L’analyse s’appuie sur les données de nivellement topographique relevées depuis plus d’un siècle et sur les mesures GPS effectuées ces quinze dernières années, les premières apportant le recul historique, les secondes confortant les résultats par une incomparable précision métrologique. « Avoir combiné les deux méthodes pour en tirer une conclusion générale était inédit », raconte le chercheur.
La précision des mesures GPS s’évalue à quelques dixièmes de millimètres sur vingt ans ; elle permet d’affirmer que le cœur de la partie occidentale des Alpes, constitué autour des massifs de la Vanoise et du Mont-Blanc, gagne deux millimètres par an, quand les régions centrales plus au sud ne grandissent que d’un millimètre dans le même temps.
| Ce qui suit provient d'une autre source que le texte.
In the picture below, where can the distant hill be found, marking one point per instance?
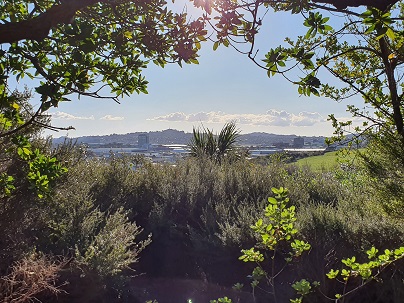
(172, 136)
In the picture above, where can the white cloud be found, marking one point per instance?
(65, 116)
(270, 118)
(112, 118)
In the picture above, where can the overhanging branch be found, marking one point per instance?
(342, 4)
(38, 27)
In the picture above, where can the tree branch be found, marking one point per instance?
(38, 27)
(342, 4)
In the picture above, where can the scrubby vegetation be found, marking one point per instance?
(196, 217)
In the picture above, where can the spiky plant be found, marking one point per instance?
(205, 143)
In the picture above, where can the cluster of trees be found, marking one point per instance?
(99, 48)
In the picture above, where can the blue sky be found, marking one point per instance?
(225, 86)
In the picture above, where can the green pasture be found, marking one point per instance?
(328, 161)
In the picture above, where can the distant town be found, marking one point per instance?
(170, 145)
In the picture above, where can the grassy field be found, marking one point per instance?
(328, 161)
(325, 162)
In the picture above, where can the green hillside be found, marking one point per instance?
(324, 162)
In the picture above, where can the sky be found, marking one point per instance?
(225, 86)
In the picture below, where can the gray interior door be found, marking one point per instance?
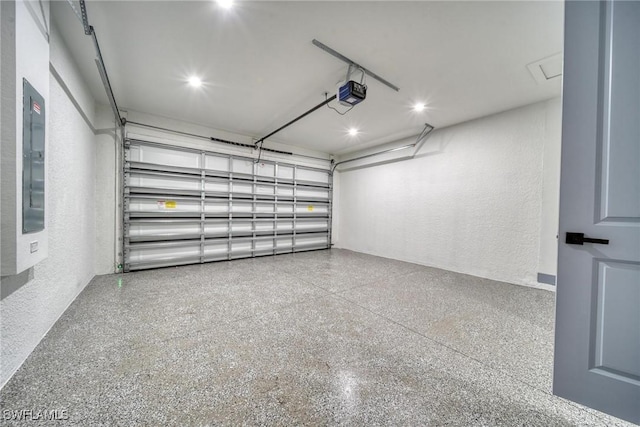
(187, 206)
(597, 343)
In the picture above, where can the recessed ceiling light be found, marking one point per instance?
(195, 81)
(225, 4)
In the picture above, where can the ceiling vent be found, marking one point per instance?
(546, 69)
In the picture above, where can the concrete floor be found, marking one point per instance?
(317, 338)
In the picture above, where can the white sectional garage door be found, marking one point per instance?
(186, 206)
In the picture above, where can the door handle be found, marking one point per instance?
(579, 239)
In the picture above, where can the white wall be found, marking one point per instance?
(470, 201)
(29, 311)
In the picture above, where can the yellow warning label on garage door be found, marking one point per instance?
(167, 204)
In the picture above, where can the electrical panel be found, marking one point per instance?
(33, 159)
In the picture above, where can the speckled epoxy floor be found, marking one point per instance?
(317, 338)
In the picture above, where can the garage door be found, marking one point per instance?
(186, 206)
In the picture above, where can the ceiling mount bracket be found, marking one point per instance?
(353, 64)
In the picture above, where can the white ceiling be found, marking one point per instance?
(464, 59)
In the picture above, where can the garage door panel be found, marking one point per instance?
(185, 206)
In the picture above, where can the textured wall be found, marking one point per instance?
(470, 202)
(30, 311)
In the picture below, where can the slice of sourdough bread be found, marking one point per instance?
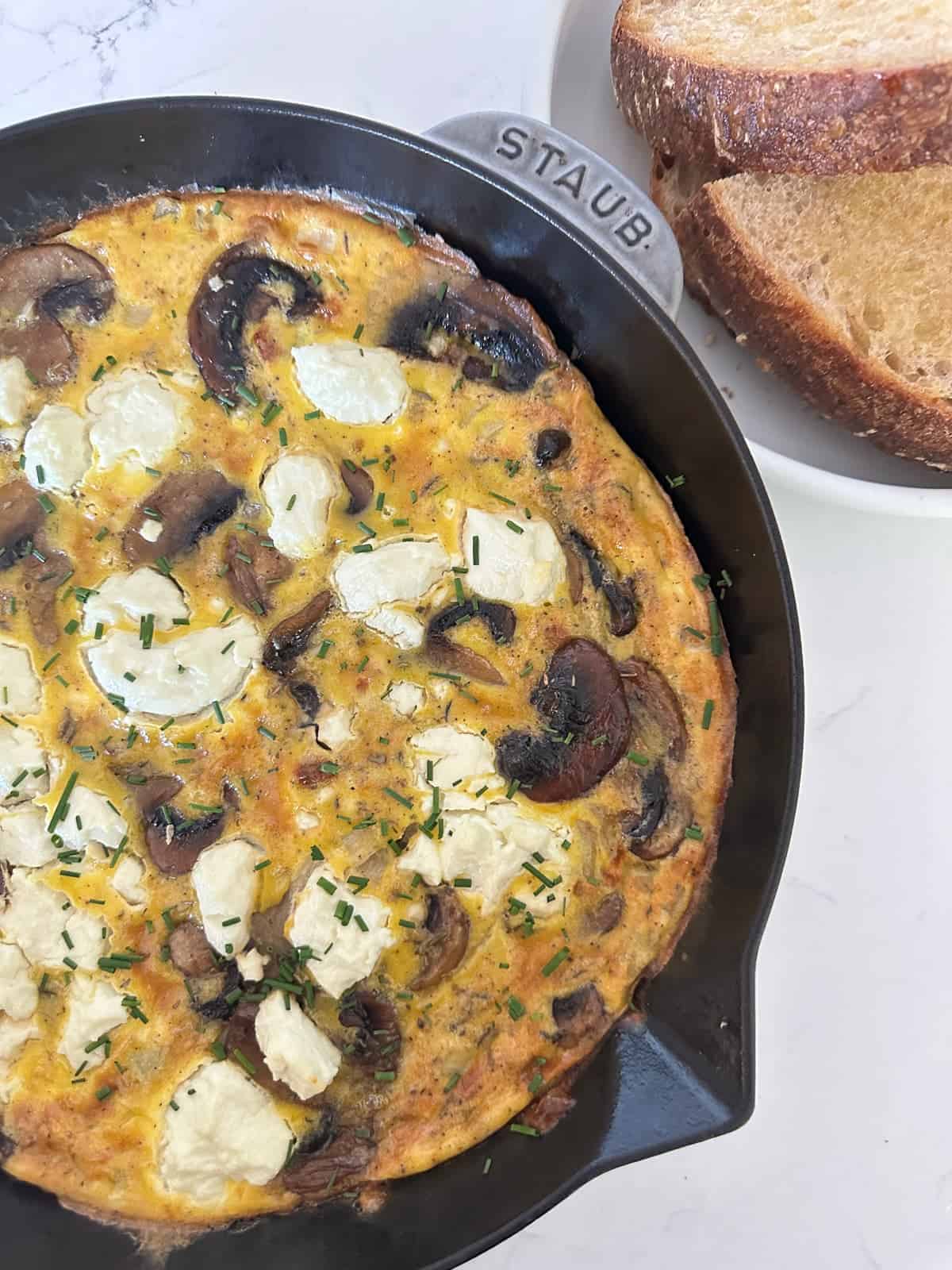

Chipotage dérisoire au vu des 4 800 mètres d’altitude auxquels culmine le mont Blanc ? Il n’en est rien, car le phénomène entre en contradiction avec la tectonique actuelle de la chaîne en extension, et suggère de nouvelles réflexions. « Par exemple, l’élévation des roches devrait être plus rapide là où la sismicité est la plus active. Ici, c’est exactement le contraire qui se produit. »
Bien d’autres paramètres et postulats sont à prendre en considération, et du coté des explications, les hypothèses ne manqueront pas de se combiner pour comprendre comment fonctionne la montagne : le rebond postglaciaire, responsable du soulèvement des masses terrestres en compensation des déglaciations survenues voilà près de 20 000 ans ; la fonte des glaces actuelle, impliquant le même processus d’isostasie ; enfin l’érosion, provoquant le transfert de matière du cœur de la chaîne vers les bassins sédimentaires autour des massifs, avec pour conséquence, toujours selon un principe de compensation, le soulèvement des roches.
Selon Christian Sue, ces explications, pour être tout à fait valables, ne suffisent pas à expliquer la totalité des mouvements verticaux observés. « La dynamique des plaques est sans doute également impliquée, avec des processus qui se jouent au niveau de la lithosphère et dans le manteau atmosphérique, donc jusqu’à deux ou trois cents kilomètres sous le niveau du sol. C’est l’équilibre des masses en surface comme en profondeur qui, à mon avis, est responsable de l’élévation de cette partie des Alpes. »
Article publié dans le numéro 267 de novembre 2016 du journal en Direct.